Kaspersky Lab's children's survey of 2015, surveyed nearly 1000 youngsters aged 8-16, a generation that we can assume is more tech savvy than previous ones, let alone their parents'.
They appear to agree too. Nearly half of respondents believe they are better equipped to deal with technology than their parents by the age of 13. It's not much of a surprise either: three-quarters of UK children, the survey says, had started actively using the internet by the age of ten.
The relationship between parents and children as regards the internet is, as always, fraught. The kids might be more tech-savvy but they want their parents to keep them cyber-safe.
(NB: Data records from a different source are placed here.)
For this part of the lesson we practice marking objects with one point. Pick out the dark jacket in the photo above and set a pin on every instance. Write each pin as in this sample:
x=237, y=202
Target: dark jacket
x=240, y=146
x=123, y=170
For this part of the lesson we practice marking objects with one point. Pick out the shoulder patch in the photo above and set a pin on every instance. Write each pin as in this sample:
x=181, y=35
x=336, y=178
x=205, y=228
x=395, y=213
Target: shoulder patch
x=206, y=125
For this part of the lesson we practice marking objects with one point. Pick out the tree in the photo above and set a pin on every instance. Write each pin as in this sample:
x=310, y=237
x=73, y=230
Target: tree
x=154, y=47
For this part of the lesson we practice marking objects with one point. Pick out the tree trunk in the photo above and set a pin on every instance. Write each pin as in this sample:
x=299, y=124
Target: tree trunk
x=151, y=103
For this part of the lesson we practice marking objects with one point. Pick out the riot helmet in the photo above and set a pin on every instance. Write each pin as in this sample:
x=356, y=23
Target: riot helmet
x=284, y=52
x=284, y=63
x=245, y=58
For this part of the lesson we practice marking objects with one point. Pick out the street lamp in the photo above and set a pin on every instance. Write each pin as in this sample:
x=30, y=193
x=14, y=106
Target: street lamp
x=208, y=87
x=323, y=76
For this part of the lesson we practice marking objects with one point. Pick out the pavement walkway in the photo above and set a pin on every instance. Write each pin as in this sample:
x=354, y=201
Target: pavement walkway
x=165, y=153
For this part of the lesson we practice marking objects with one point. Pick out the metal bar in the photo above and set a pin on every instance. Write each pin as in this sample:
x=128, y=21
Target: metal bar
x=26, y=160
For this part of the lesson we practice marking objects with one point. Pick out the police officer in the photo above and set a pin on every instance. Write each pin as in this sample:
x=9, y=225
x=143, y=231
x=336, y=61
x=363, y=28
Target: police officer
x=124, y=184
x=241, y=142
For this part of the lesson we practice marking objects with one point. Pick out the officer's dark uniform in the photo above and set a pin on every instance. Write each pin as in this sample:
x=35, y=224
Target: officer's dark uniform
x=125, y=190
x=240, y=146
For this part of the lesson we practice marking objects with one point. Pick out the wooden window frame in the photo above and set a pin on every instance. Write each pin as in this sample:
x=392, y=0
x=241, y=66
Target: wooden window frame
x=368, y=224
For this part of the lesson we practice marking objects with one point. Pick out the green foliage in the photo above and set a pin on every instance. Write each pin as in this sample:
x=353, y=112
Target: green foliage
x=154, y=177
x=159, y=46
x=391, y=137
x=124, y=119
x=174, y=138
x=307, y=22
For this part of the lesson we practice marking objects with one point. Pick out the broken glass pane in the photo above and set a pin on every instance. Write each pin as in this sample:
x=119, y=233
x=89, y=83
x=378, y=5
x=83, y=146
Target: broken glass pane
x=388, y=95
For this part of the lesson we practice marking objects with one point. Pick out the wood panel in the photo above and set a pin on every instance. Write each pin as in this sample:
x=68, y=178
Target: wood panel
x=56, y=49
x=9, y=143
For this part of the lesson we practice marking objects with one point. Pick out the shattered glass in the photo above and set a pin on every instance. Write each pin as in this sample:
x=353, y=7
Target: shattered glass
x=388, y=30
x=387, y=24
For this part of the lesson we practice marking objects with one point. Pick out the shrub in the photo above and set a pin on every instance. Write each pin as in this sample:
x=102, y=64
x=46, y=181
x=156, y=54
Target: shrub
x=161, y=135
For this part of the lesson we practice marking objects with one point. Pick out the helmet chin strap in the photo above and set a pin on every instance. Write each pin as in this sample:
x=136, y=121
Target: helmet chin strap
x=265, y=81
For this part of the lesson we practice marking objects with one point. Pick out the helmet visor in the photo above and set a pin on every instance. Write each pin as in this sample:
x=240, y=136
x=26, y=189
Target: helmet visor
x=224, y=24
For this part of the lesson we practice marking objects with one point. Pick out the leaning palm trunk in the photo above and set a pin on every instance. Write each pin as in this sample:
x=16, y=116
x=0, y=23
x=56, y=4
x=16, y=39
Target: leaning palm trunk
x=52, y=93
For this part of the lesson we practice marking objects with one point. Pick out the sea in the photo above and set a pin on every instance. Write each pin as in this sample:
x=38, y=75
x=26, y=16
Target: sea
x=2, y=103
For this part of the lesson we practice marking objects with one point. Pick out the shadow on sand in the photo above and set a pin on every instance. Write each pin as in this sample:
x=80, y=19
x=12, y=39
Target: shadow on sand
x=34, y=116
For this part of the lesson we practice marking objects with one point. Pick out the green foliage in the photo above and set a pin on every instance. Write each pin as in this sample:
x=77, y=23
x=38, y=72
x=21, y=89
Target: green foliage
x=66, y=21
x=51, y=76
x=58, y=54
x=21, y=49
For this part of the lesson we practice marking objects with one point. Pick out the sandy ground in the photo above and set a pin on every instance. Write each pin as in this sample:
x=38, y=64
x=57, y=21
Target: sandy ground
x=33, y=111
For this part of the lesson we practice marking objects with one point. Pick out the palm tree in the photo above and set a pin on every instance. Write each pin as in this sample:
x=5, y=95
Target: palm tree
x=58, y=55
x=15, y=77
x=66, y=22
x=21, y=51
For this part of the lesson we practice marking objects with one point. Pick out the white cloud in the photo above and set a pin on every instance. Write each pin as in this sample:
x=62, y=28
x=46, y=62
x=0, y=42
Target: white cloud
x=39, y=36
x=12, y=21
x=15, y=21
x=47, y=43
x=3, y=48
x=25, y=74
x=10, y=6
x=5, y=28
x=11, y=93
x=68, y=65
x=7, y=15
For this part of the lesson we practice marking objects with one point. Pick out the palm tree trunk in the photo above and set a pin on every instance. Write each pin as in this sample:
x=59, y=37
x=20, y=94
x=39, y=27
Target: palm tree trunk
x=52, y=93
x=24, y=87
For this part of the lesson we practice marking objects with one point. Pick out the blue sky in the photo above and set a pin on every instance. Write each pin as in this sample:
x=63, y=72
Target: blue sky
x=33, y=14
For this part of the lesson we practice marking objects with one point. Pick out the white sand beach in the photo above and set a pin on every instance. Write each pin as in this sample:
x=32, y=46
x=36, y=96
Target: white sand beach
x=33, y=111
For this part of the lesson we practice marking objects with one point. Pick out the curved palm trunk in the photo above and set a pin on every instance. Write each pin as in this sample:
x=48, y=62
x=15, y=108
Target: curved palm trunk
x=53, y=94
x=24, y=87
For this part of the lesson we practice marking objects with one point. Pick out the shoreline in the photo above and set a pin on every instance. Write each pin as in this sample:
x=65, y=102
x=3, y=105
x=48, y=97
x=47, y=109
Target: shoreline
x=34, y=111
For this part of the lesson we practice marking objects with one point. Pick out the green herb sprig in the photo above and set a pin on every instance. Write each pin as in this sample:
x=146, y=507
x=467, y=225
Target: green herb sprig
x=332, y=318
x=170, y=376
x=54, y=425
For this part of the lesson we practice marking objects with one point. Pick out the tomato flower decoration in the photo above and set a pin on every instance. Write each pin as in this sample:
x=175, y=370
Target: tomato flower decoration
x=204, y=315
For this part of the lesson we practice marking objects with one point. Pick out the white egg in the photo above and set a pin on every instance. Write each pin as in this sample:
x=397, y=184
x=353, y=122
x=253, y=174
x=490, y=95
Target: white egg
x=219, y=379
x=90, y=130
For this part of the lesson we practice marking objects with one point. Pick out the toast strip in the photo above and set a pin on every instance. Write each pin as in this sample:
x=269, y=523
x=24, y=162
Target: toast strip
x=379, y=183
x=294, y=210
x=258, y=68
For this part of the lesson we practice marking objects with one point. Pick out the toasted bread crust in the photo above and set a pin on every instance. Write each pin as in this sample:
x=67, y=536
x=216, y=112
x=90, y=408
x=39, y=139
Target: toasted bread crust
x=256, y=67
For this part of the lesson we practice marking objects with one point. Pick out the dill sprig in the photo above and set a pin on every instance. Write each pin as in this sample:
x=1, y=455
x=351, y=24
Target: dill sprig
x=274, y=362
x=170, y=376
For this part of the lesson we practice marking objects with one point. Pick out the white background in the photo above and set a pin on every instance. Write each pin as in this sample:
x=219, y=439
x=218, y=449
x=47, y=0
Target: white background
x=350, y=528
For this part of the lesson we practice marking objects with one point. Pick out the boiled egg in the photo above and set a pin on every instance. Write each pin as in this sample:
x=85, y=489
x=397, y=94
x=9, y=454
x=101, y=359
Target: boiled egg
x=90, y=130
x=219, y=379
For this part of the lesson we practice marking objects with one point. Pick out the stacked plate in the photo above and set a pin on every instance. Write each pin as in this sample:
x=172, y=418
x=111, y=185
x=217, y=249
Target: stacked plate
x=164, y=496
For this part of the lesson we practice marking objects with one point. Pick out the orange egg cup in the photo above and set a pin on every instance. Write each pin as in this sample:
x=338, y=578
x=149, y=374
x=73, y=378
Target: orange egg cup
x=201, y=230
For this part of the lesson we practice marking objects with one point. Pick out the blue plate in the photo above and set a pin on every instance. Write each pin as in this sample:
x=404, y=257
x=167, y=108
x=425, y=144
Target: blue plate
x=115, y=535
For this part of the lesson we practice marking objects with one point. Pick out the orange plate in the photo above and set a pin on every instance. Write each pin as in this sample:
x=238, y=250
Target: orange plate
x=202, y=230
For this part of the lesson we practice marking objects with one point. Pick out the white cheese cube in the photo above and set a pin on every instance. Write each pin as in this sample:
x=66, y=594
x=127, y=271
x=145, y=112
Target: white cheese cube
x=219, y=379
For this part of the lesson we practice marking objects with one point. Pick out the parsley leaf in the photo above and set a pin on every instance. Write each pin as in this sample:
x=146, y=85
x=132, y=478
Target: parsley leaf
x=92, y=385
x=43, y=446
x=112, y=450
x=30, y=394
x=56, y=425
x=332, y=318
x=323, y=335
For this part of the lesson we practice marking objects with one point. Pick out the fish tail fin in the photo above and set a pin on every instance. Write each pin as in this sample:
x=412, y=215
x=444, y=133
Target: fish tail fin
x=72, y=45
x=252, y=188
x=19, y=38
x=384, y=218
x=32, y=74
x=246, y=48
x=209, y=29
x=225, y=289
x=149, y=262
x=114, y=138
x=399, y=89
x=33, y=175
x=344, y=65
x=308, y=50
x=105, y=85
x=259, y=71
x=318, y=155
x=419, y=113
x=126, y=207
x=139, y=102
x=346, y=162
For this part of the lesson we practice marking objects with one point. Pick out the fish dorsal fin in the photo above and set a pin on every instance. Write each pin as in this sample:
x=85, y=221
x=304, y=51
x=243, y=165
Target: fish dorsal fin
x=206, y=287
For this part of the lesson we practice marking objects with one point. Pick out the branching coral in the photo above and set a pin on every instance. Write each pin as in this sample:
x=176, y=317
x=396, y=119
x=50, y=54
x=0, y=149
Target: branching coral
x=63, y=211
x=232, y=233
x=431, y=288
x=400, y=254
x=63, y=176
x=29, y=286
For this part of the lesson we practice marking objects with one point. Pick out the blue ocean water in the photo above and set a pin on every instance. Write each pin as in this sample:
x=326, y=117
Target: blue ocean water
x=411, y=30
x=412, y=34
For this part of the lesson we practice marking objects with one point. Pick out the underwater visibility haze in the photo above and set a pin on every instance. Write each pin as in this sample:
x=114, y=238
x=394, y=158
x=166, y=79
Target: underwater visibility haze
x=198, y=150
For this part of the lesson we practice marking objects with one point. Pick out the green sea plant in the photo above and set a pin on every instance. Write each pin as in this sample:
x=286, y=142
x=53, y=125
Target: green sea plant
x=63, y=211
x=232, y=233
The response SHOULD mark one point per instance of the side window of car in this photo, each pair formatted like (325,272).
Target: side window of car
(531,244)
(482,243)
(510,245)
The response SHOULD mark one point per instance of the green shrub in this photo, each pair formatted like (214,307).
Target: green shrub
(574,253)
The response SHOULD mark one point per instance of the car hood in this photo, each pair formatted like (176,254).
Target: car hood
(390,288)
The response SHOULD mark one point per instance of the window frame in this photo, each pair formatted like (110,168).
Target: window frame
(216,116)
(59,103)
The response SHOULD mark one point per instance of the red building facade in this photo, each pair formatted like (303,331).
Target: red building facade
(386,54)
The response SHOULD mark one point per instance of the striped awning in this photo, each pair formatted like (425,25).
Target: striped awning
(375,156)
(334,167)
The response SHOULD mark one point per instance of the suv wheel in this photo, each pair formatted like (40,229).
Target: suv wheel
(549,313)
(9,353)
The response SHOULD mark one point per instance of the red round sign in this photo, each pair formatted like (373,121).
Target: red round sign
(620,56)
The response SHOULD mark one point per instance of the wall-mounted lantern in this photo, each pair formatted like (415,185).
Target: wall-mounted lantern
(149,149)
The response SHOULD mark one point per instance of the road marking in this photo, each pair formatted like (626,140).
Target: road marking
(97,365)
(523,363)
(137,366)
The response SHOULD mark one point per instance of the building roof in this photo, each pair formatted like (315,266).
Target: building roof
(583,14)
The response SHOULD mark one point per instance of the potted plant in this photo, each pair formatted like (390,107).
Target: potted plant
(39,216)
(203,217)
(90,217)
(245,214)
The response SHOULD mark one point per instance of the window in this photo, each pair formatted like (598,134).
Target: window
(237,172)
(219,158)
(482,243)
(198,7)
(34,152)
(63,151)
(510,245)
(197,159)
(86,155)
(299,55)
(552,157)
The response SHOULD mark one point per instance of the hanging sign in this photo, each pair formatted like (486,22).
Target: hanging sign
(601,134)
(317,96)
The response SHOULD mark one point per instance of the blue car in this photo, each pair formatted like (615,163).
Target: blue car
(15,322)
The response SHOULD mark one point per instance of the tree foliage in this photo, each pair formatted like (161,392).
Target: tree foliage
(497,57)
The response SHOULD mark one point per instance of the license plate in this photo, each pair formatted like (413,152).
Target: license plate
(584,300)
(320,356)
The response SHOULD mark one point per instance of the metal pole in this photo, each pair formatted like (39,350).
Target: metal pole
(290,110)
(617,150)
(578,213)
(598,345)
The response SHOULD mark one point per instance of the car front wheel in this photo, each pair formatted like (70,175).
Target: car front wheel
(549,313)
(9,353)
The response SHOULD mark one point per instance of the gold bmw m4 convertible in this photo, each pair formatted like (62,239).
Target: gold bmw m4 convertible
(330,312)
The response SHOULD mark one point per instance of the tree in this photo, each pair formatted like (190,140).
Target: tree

That said, the parents aren't much more confident, with 83 percent of them worrying about how exactly they do protect their kids from such online threats as cyber-bullying and inappropriate content.
Given that fact, said David Emm, principal security researcher at Kaspersky Lab, who spoke to SCMagazineUK.com, "It's important for parents to understand the potential threats, open up a dialogue with their children about the risks and use the technology that's available to help them secure their children."
Tony Neate, CEO of Get Safe Online, a UK government service promoting cyber-security, said of the report: “We encourage parents to have an open and honest dialogue with their kids about cyber-safety, whether that's reminding them to change their security settings to private when setting up social media accounts, to making sure all devices are protected by security software, to reporting any suspicious behaviour or cases of cyber-bullying.”
He adds: "Of course, parents can't know what their children are doing every second of the day, but they can put a good system in place so that their children are at less risk of falling victim to online crime."
Keeping the little dears safe is all well and good but what about the danger they pose to us, namely teenagers wreaking havoc on the important infrastructure and institutions of adults.
In the past couple of weeks, two supposed teenagers hacked into not only large telecommunications companies' information databases and the personal email account of the director the CIA.
The CIA hacker spoke to CNN and characterised the effort as ridiculously easy (see video below for more on that).
Emm told SC that while this responsibility is largely on the company or organisation that is at threat, "Education is also important, so that young people understand the wider context (in legal and moral terms) of something they might otherwise see only in technical terms and do 'for kicks'."
Emm added that, "In this context, the government's inclusion of security and social responsibility in the new computing curriculum is a positive move."